Alcoholímetro y reincidencia: qué pasa si eres infractor recurrente

Ser infractor recurrente en el alcoholímetro implica sanciones cada vez más severas.

Alcoholímetro y reincidencia: qué pasa si eres infractor recurrente
Alcoholímetro y reincidencia: qué pasa si eres infractor recurrente Quedará en tu historial. Foto: Especial.

Conducir bajo los efectos del alcohol es una de las acciones más sancionadas por las autoridades de tránsito en México. Los programas de alcoholímetro no solo buscan detectar a conductores ebrios, sino también identificar patrones de reincidencia. Cuando una persona da positivo en más de una ocasión, las consecuencias pueden ser más severas que para un infractor primerizo.

En una primera infracción, las sanciones suelen incluir multa económica, arresto administrativo, comúnmente de 20 a 36 horas, remisión del vehículo al corralón y, en algunos estados, la pérdida de puntos en la licencia. Además, el conductor debe cumplir con el tiempo de arresto en centros conocidos popularmente como “El Torito” y pagar los gastos de arrastre y resguardo del vehículo.

Sin embargo, cuando existe reincidencia, es decir, cuando el conductor vuelve a dar positivo en el alcoholímetro dentro de un periodo determinado, las autoridades aplican medidas más estrictas. En entidades como la Ciudad de México, el historial del conductor queda registrado, por lo que una segunda o tercera infracción no se trata como un caso aislado y puede derivar en arrestos más prolongados, multas más altas y restricciones adicionales para conducir.

Una de las sanciones más relevantes para infractores recurrentes es la suspensión temporal de la licencia de conducir. Dependiendo del número de reincidencias y del nivel de alcohol detectado, puede ser suspendida por varios meses o incluso cancelada, obligando al conductor a iniciar nuevamente el trámite para obtenerla. En algunos casos, se exige la aprobación de cursos de educación vial o programas de concientización sobre el consumo de alcohol y sus riesgos.

Acciones que enfrentarán quienes den positivo en el alcoholímetro en más de una vez

Además, si la reincidencia se combina con un accidente de tránsito, lesiones a terceros o daños a bienes públicos o privados, la situación puede escalar al ámbito penal.

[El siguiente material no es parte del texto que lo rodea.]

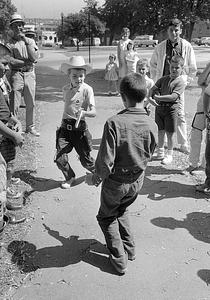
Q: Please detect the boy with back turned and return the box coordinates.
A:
[86,73,157,274]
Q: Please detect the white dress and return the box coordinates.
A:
[117,39,131,78]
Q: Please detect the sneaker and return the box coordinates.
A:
[195,183,210,194]
[7,187,22,199]
[61,177,75,189]
[179,145,190,154]
[186,166,205,175]
[109,254,127,275]
[10,177,21,184]
[161,155,173,165]
[26,128,40,136]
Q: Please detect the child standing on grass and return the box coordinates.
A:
[55,56,96,189]
[150,55,186,165]
[104,54,119,96]
[85,73,157,274]
[125,41,139,74]
[136,58,154,115]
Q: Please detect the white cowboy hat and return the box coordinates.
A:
[60,55,92,75]
[10,14,25,26]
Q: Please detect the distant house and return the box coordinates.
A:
[25,19,59,47]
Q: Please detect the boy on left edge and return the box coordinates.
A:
[55,56,96,189]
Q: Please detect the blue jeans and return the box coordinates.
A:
[55,127,95,180]
[10,71,36,129]
[97,173,144,268]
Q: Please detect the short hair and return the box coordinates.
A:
[127,41,135,50]
[168,18,182,27]
[136,58,149,67]
[121,27,130,33]
[109,53,116,60]
[120,73,147,103]
[170,55,184,67]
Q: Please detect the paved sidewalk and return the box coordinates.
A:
[8,97,210,300]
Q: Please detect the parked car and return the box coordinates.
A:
[133,34,158,47]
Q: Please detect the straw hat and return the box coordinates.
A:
[60,56,92,75]
[10,14,25,26]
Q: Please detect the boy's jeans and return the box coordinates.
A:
[177,99,188,145]
[97,173,144,268]
[205,119,210,188]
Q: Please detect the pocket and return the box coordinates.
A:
[82,130,93,152]
[0,138,16,163]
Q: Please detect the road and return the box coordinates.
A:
[9,49,210,300]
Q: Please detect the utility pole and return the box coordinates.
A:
[88,9,91,64]
[61,13,64,48]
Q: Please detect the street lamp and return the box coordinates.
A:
[61,13,64,48]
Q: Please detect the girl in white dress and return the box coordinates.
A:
[117,27,131,78]
[104,54,119,96]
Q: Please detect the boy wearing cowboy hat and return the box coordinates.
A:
[55,56,96,189]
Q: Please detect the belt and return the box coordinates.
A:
[12,67,33,73]
[158,102,175,107]
[61,119,87,131]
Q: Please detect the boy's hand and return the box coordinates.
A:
[85,173,102,186]
[14,132,24,147]
[149,97,159,106]
[14,121,22,133]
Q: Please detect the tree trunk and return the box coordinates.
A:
[77,40,79,51]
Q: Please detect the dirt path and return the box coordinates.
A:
[8,50,210,300]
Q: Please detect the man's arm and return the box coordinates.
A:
[187,44,197,82]
[150,48,158,81]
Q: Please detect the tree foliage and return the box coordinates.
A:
[57,11,105,50]
[0,0,17,36]
[100,0,210,40]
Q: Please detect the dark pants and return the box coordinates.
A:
[97,173,144,268]
[55,127,95,180]
[205,120,210,188]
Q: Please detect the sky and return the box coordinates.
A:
[11,0,104,19]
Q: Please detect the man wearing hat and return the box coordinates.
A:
[55,56,96,189]
[150,19,197,152]
[6,14,39,136]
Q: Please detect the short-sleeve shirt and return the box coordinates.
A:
[155,75,186,104]
[9,38,39,66]
[0,88,11,124]
[163,39,182,76]
[63,82,95,120]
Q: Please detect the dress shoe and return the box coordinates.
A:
[5,211,26,224]
[7,187,22,199]
[6,200,23,210]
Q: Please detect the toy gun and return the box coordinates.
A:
[75,109,83,128]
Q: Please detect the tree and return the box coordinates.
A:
[0,0,17,39]
[57,11,105,51]
[101,0,210,41]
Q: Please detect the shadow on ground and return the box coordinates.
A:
[14,170,85,198]
[139,166,205,201]
[197,269,210,285]
[151,212,210,243]
[7,224,115,274]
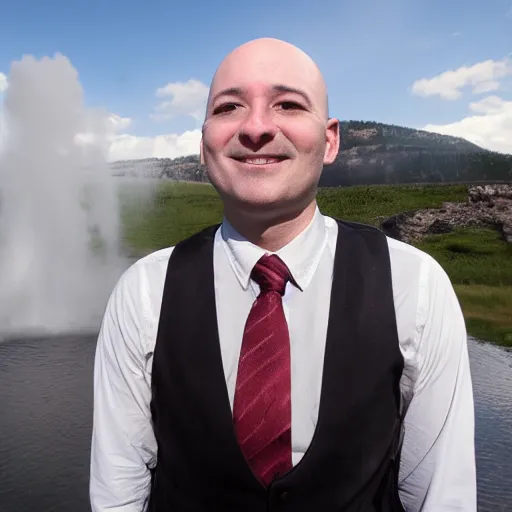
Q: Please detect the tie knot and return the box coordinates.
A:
[251,254,292,296]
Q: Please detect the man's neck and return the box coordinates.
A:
[224,201,316,252]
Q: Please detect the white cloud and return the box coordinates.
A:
[151,79,209,121]
[422,96,512,154]
[75,114,201,162]
[412,58,512,100]
[0,73,7,93]
[108,130,201,162]
[108,114,132,132]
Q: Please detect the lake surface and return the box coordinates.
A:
[0,336,512,512]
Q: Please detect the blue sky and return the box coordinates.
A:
[0,0,512,158]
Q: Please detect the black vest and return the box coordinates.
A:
[149,221,404,512]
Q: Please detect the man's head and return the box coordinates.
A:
[201,39,339,217]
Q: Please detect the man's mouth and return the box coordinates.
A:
[234,156,287,165]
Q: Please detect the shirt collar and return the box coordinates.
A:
[220,206,327,290]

En estos escenarios, el conductor puede enfrentar cargos por delitos relacionados con la conducción en estado de ebriedad, lo que implica procesos judiciales, posibles antecedentes penales y sanciones económicas mayores.

Otro punto importante es el impacto en el historial administrativo del conductor. Ser infractor recurrente puede influir negativamente en trámites futuros, como la renovación de la licencia, la contratación de seguros o incluso el costo de las primas, ya que algunas aseguradoras consideran el historial de infracciones como un factor de riesgo.